Proposed code cleanup by Lestropie · Pull Request #1 · mblesac/mrtrix3

Lestropie · 2021-11-15T08:19:24Z

I had some fun cleaning up and Pythonifying the code and so now have a bit of a clearer picture as to what's going on. Given I don't yet have any exemplar data I've not made any attempt at all to run it, so there may well be outright syntax errors in there let alone runtime issues; but depending on their severity / how cryptic the errors are you might be able to address some stuff at your end (feel free to commit directly to this branch if you wish). My changes should also clean up the terminal output quite a bit.

This PR proposes merging my new branch on your fork into the master branch of your fork. Therefore, once this PR is merged, the corresponding changes will appear in MRtrix3#2393. So we will use this PR to discuss the cleanup / refactoring between us, and then MRtrix3#2393 can be used for final discussion with a wider audience before merge into the MRtrix3 dev branch.

I'm tempted to suggest that the dHCP pipeline should be a separate 5ttgen algorithm.
While it's true that the joint label fusion with the M-CRIB data is executed in both scenarios:

In the absence of the dHCP pipeline, that forms the entirety of the output data;
In the presence of the dHCP pipeline, it forms the vast minority of the output data, only being used to insert additional sub-cortical grey matter structures into the dHCP segmentation.

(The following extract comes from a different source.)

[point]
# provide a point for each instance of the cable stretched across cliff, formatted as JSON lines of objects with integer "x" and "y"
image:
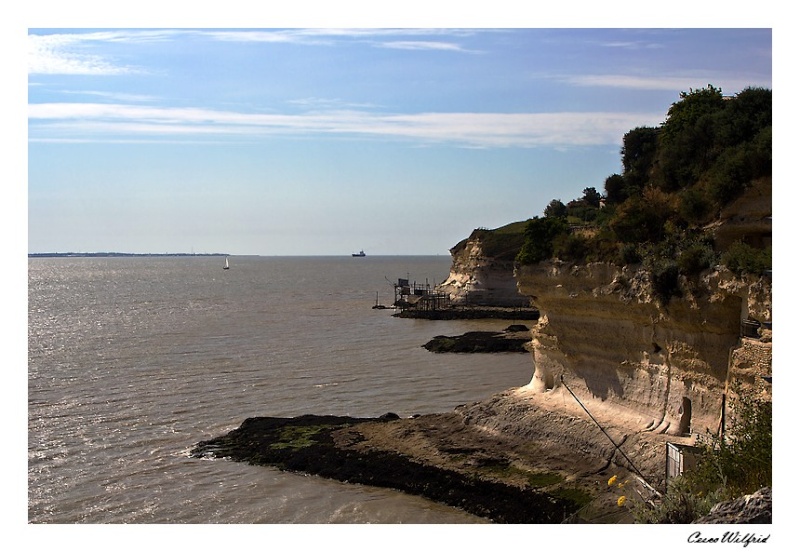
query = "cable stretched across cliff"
{"x": 616, "y": 446}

I'm unsure of how much utility the output of the -parcellation option would be if the dHCP pipeline data are used. Also, if the dHCP version were standalone, it could omit the modality command-line argument, which is non-functional in that use case.

Minor points:

Given other work in BIDS & quantitative imaging I prefer to use e.g. "T1w" rather than "T1" wherever possible.
(Though admittedly now that I think of it this is a problem in 5ttgen fsl...)
Config file entries are camel case, so I changed "MCRIBpath" to "MCRIBPath".
I'm not sure if the histogram matching is requisite here; I'd have expected the ANTs scripts to be doing their own intensity matching (or using a registration metric that doesn't necessitate such)?
I don't think it is necessarily guaranteed that the sGM segmentations provided by M-CRIB will always lie within voxels that are classified by the dHCP pipeline as containing 100% WM. So greater care might be required regarding how those sGM segmentations are inserted; i.e. it might not be only the WM image that needs to be decreased to accommodate those extra parcels.
I'm strongly considering changing the -sgm_amyg_hipp option to be specific to the 5ttgen fsl algorithm, and to always assign the amygdalae and hippocampi to the sGM volume in other algorithms. The option was put there because in 5ttgen fsl the segmentations of those structures by FIRST are on occasion less extensive than the GM fraction estimated by FAST, and so streamlines are not able to reach those structures for the sGM priors to kick in; but it's a problem specific to that algorithm, and I suspect that it should not only be the default behaviour for other algorithms but also that the converse behaviour doesn't even need to be provided. Do you have any thoughts on this based on your own experiences?
There's a lot of importing of data into the scratch directory that can probably be omitted. Not only the import as .mif then conversion to .nii; much of those data could likely be used in-place without having to convert anything into the scratch directory. You just need to make sure to use absolute filesystem paths (since the user may specify a path relative to the working directory, but the relevant command is executed from inside the scratch directory).
Many scratch file names could possibly be shortened in order to reduce the length of terminal outputs.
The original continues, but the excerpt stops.